A US government proposal would make it easier for the law to break into people's computers. Privacy-rights groups call it KGB tactics.
Written by Maria Seminerio, Contributor

A US Department of Justice proposal to make it easier for police to break into homes and access computers is drawing a furious reaction from civil libertarians and high-tech industry trade groups.

The draft legislation, for which the DOJ hopes to find a sponsor in Congress, is dubbed the Cyberspace Electronic Security Act. The law would make it easier for law enforcement officials to obtain from judges a now-rarely-used authorisation to break into a suspect's home and plant a hidden listening device.

But in this case, the computer equivalent of the "listening device" is the authorisation for investigators to disable data-scrambling encryption programs on PCs. (In order to actually copy data from the computer, police would still need a separate warrant from a judge.) "(The proposal) strikes at the heart of the Bill of Rights," said David Sobel, general counsel for the Electronic Privacy Information Center.

Noting that judges in all federal and state courts combined only issued 50 warrants for so-called "surreptitious physical entries" last year, Sobel said extending such authorisation to cases involving computer files "would make police break-ins far more common than they are now".

The proposal would "basically allow investigators to booby-trap your computer ahead of time" by disabling encryption, he said. The proposal was most likely spurred by the frustration investigators have experienced when finding encrypted data on computers used by suspected drug dealers and other criminals, he added.
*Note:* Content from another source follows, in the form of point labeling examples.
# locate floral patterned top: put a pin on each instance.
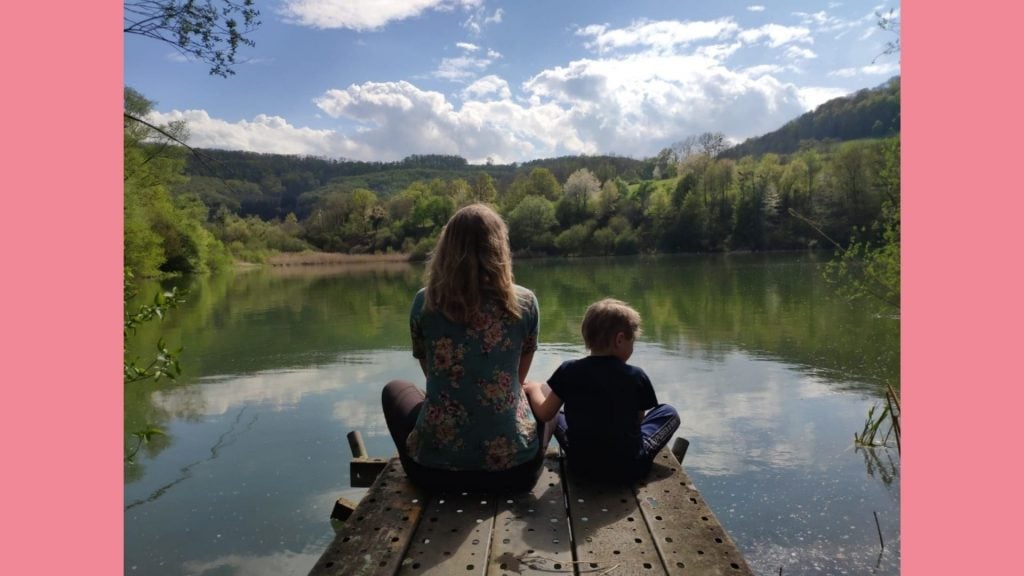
(475, 416)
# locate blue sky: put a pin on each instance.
(515, 81)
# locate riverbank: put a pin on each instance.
(331, 258)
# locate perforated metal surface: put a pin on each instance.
(531, 532)
(659, 527)
(454, 536)
(688, 536)
(608, 530)
(374, 538)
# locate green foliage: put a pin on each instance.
(162, 234)
(165, 362)
(141, 437)
(573, 242)
(871, 268)
(876, 433)
(530, 223)
(206, 30)
(866, 114)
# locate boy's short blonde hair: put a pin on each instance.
(606, 318)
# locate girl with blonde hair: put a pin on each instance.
(474, 333)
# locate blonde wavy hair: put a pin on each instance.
(471, 263)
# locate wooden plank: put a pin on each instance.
(531, 532)
(374, 538)
(608, 530)
(688, 536)
(454, 536)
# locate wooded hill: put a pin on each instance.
(189, 212)
(271, 186)
(870, 113)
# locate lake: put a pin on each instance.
(772, 373)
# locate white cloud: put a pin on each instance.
(813, 96)
(796, 52)
(479, 18)
(663, 35)
(776, 35)
(461, 68)
(363, 14)
(633, 105)
(398, 119)
(262, 133)
(656, 83)
(887, 69)
(488, 85)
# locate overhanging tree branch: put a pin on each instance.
(207, 30)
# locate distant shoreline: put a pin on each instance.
(331, 258)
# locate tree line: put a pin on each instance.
(689, 198)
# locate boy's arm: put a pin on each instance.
(544, 402)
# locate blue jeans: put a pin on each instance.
(655, 430)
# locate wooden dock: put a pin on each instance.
(565, 525)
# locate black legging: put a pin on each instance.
(401, 402)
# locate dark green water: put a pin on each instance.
(771, 372)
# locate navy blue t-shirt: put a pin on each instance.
(604, 399)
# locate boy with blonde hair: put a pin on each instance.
(612, 424)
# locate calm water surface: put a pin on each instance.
(771, 372)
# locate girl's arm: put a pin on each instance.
(544, 402)
(524, 362)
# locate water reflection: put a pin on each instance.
(771, 375)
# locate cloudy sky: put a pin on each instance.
(515, 81)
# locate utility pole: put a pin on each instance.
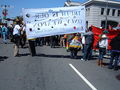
(5, 12)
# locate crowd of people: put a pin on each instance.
(72, 42)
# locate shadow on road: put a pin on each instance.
(56, 56)
(2, 58)
(25, 54)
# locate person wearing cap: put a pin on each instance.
(115, 52)
(103, 44)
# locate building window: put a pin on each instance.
(118, 12)
(108, 11)
(102, 11)
(113, 12)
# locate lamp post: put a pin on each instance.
(106, 19)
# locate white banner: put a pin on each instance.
(54, 21)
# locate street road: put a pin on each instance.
(52, 69)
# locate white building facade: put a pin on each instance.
(100, 11)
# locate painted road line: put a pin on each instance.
(84, 79)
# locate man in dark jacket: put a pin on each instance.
(115, 52)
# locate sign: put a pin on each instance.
(54, 21)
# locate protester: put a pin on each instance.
(32, 47)
(16, 34)
(4, 33)
(22, 36)
(115, 52)
(103, 44)
(88, 45)
(53, 41)
(75, 46)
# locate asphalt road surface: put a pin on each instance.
(52, 69)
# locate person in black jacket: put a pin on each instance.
(115, 52)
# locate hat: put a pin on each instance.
(104, 36)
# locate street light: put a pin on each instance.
(106, 8)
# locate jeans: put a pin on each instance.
(4, 37)
(73, 52)
(114, 56)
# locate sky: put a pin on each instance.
(17, 5)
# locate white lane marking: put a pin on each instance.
(84, 79)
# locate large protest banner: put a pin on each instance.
(54, 21)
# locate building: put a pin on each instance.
(102, 13)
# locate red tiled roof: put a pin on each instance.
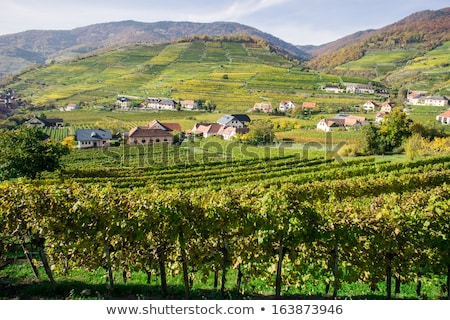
(145, 132)
(445, 114)
(309, 105)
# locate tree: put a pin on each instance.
(391, 134)
(26, 153)
(395, 129)
(261, 131)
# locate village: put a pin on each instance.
(228, 126)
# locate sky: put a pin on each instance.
(300, 22)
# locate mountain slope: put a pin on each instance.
(233, 73)
(37, 47)
(410, 54)
(422, 31)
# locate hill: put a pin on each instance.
(384, 54)
(235, 73)
(38, 46)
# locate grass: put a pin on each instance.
(18, 282)
(233, 75)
DOJ officials did not respond to requests for interviews Friday. But in a letter to House Speaker Dennis Hastert, acting assistant attorney general Jon Jennings said the new law would aid investigators when information needs to be deciphered "in a timely manner". "While under existing law, law enforcement is provided with different means to collect evidence of illegal activity, these means are rendered wholly insufficient when encryption is used," wrote Jennings in the letter.

"In the context of law enforcement operations, stopping a terrorist attack or seeking to recover a kidnapped child, time is of the essence and may mean the difference between success and catastrophic failure. While existing means of obtaining evidence would remain applicable in a fully-encrypted world, the failure to provide law enforcement with the necessary ability to obtain the plain-text version of the evidence makes existing authorities useless," he wrote.
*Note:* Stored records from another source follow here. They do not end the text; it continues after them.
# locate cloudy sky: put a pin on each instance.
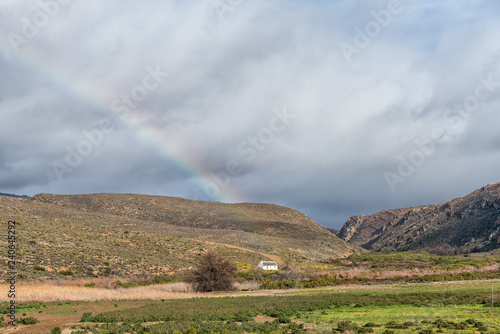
(331, 107)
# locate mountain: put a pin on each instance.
(462, 225)
(12, 195)
(127, 235)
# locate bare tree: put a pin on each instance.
(213, 273)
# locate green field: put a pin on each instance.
(459, 307)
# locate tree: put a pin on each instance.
(213, 273)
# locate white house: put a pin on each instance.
(268, 265)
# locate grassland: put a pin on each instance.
(457, 307)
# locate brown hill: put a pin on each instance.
(462, 225)
(125, 235)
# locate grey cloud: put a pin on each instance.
(226, 76)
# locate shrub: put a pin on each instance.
(213, 273)
(66, 272)
(28, 321)
(56, 330)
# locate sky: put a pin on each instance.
(334, 108)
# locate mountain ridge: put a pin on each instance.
(464, 224)
(131, 235)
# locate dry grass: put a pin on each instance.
(51, 293)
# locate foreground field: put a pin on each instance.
(458, 307)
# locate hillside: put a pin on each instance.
(125, 235)
(462, 225)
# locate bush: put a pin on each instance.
(56, 330)
(28, 321)
(213, 273)
(66, 272)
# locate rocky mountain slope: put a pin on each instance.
(466, 224)
(125, 235)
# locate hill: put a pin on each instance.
(462, 225)
(126, 235)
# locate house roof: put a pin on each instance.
(269, 263)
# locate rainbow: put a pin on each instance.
(99, 98)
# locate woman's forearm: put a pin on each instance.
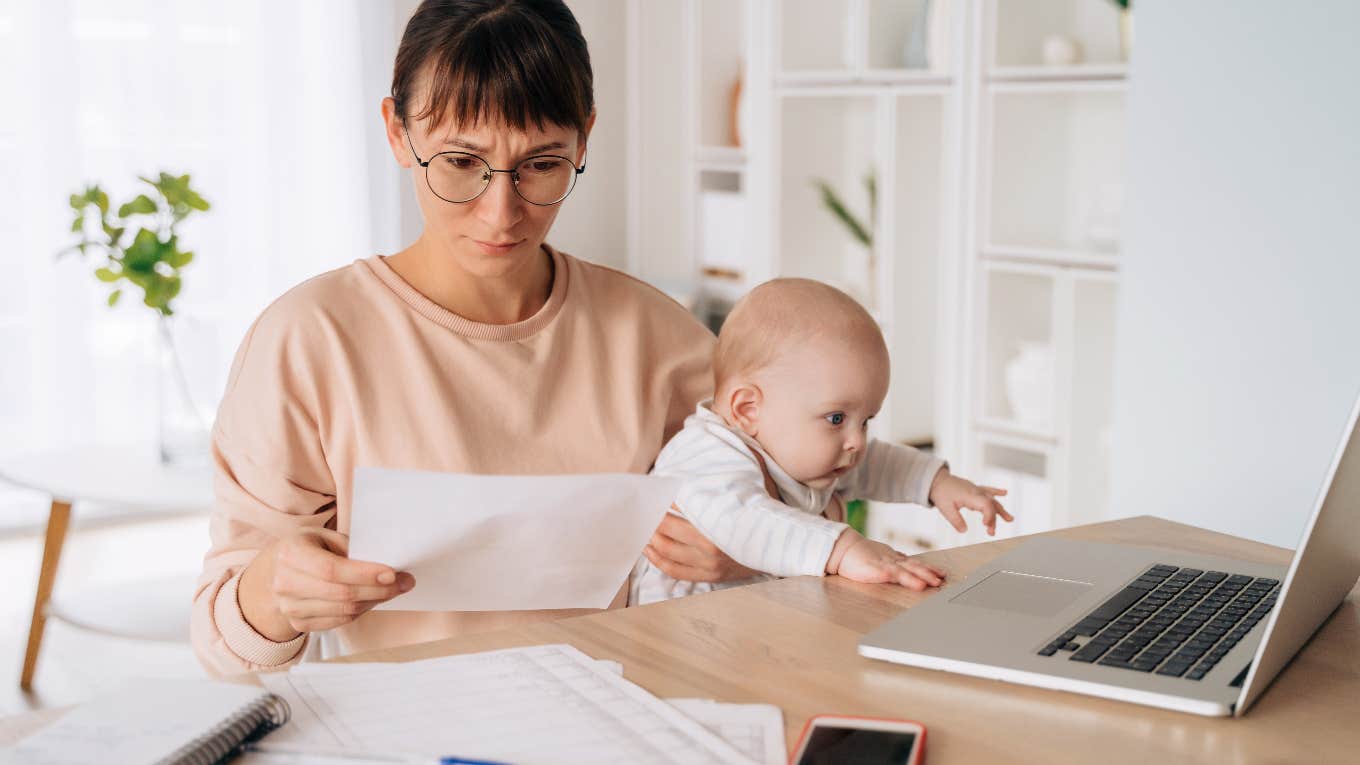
(257, 602)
Noting that the proposal would need to find a sponsor in Congress and then be passed into law before it could take effect, EPIC's Sobel said it could encounter resistance by lawmakers. "I think people in Congress are going to go ballistic over this, particularly since it's coming right on the heels of the FIDNET" controversy, he said. FIDNET -- the controversial proposal to monitor government and some private networks for hacking activity -- came to light earlier this summer and remains in limbo.
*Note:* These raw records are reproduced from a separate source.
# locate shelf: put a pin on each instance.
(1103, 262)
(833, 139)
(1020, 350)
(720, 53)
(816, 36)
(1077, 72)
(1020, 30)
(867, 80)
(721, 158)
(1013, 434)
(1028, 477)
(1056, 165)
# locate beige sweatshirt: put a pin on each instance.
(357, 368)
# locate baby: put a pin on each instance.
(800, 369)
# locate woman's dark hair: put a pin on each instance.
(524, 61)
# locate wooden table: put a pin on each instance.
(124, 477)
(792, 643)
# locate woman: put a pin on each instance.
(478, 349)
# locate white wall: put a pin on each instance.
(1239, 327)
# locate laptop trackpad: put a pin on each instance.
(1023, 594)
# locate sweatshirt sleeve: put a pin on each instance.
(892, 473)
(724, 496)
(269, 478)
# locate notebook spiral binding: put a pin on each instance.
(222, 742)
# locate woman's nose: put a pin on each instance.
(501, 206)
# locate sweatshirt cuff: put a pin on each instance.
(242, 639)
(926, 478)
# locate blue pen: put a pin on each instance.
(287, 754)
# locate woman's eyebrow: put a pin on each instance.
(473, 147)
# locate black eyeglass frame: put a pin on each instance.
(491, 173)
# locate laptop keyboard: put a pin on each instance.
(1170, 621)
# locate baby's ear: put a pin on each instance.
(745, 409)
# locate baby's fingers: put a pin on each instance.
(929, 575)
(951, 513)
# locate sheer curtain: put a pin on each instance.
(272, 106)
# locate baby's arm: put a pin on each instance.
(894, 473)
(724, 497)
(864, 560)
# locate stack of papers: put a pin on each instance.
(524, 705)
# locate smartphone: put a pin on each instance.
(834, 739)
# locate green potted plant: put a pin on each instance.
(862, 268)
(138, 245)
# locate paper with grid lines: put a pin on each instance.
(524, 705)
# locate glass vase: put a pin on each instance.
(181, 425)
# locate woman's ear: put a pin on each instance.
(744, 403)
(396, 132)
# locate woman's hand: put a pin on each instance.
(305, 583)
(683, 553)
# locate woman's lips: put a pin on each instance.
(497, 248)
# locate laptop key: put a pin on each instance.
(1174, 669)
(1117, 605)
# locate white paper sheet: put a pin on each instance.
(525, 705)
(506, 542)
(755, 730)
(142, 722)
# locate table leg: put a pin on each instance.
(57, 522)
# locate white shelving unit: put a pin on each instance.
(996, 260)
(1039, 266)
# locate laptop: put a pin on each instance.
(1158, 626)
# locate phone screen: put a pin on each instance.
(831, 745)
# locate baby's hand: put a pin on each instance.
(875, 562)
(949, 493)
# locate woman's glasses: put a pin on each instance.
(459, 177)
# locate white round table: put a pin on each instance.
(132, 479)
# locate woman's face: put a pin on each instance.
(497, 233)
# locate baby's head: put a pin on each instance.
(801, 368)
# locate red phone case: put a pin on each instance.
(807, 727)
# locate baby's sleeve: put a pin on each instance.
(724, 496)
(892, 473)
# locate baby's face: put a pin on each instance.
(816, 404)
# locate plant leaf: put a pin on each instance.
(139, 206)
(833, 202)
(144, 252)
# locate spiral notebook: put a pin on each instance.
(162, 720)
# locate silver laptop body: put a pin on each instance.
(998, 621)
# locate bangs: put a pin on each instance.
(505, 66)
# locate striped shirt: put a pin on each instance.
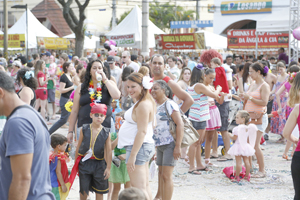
(199, 111)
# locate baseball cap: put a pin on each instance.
(47, 53)
(111, 59)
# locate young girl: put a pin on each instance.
(285, 88)
(214, 122)
(58, 167)
(199, 114)
(241, 148)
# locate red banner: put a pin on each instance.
(246, 39)
(180, 41)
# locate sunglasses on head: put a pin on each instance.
(97, 114)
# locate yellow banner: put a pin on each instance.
(53, 43)
(14, 41)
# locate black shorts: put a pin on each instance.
(269, 109)
(224, 113)
(91, 176)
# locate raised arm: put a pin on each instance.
(181, 94)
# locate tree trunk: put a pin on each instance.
(79, 44)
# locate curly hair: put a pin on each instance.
(31, 82)
(88, 77)
(206, 56)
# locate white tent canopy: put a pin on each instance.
(214, 41)
(35, 29)
(89, 43)
(132, 24)
(279, 22)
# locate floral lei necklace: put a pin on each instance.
(95, 95)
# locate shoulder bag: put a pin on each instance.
(190, 135)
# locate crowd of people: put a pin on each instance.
(123, 107)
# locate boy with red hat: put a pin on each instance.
(93, 155)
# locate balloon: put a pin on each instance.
(112, 42)
(106, 46)
(296, 33)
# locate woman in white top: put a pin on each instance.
(136, 132)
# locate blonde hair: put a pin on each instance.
(144, 70)
(294, 96)
(182, 72)
(245, 115)
(216, 60)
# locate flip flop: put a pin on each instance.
(259, 175)
(194, 172)
(205, 169)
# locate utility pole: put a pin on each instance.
(197, 12)
(5, 39)
(145, 19)
(114, 8)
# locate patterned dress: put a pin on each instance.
(277, 123)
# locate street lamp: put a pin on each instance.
(24, 7)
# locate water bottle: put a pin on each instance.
(98, 77)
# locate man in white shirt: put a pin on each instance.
(126, 58)
(114, 70)
(172, 71)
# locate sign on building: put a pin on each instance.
(180, 41)
(246, 7)
(192, 24)
(246, 39)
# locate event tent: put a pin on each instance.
(35, 29)
(132, 24)
(89, 43)
(214, 41)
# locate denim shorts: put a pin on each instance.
(164, 155)
(199, 125)
(262, 127)
(144, 155)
Barry Steinhardt, president of the American Civil Liberties Union, said that the Federal Bureau of Investigation has often misused its powers in the past, and could do so again under the DOJ proposal. "There's every reason to believe they're not just going to look at the Mob using the powers sought under the proposal," Steinhardt said. "They'll use this power to interfere with protected speech."

Also condemning the plan were the Computer and Communications Industry Association, the Center for Democracy and Technology, and Americans for Computer Privacy.

The plan is "an unprecedented attempt by the Clinton administration to impose 'big brother' monitoring powers over American citizens", ACP officials said in a statement. "The fact is that current laws provide law enforcement broad powers to obtain information." "This is another attempt by law enforcement to do an end-run (around encryption)," said Ed Black, president of the CCIA. "It offers a real temptation for investigators to overreach and overextend" the current limits on searches and seizures, he said.

"Anybody's vulnerable," Black added. "(This) resembles something the KGB would propose."